Fio Rätzelhaft 2020 Riesling
This weekend we tasted this Riesling from Fio, a joint venture connecting two families: the Kettern family, who have been making wine in the Mosel for several hundred years, and the Niepoort family, led by famed Portuguese winemaker, Dirk Niepoort. Dirk is known for his different collaborations and works with winemakers across the globe. He traveled to the Mosel in his youth and befriended the late Wilhelm Haag, Wilhelm Haag of Weingut Fritz Haag in the Mose was one of Germany’s most heralded Riesling producers and a figurehead in the region. Wilhelm was an iconoclast and taught Dirk that “great wine didn’t have to be powerful and rich to be wonderful.” The name Fio means ‘thread’ in Portuguese, the two families share a common vision (or thread) for what the wines of the Mosel could be: old-school wines made in a classic and slower style, using time as the element missing from many wines that they felt rushed to market today.

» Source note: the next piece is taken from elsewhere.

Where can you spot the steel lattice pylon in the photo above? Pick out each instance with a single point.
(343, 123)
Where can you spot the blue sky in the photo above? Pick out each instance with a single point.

This 2020 Rätzelhaft Riesling is a very pale color in the glass, almost clear. It’s an easy drinking example of Riesling, however, it is not representative of what you typically find of the varietal. It’s mild and light-bodied. Most Rieslings have more body from the residual sugar from the grape, but this one is bone dry and acidic. As with many other Rieslings and German wines this one has notes of petrol, citrus, and pear. It has a lively elegance and floating lightness.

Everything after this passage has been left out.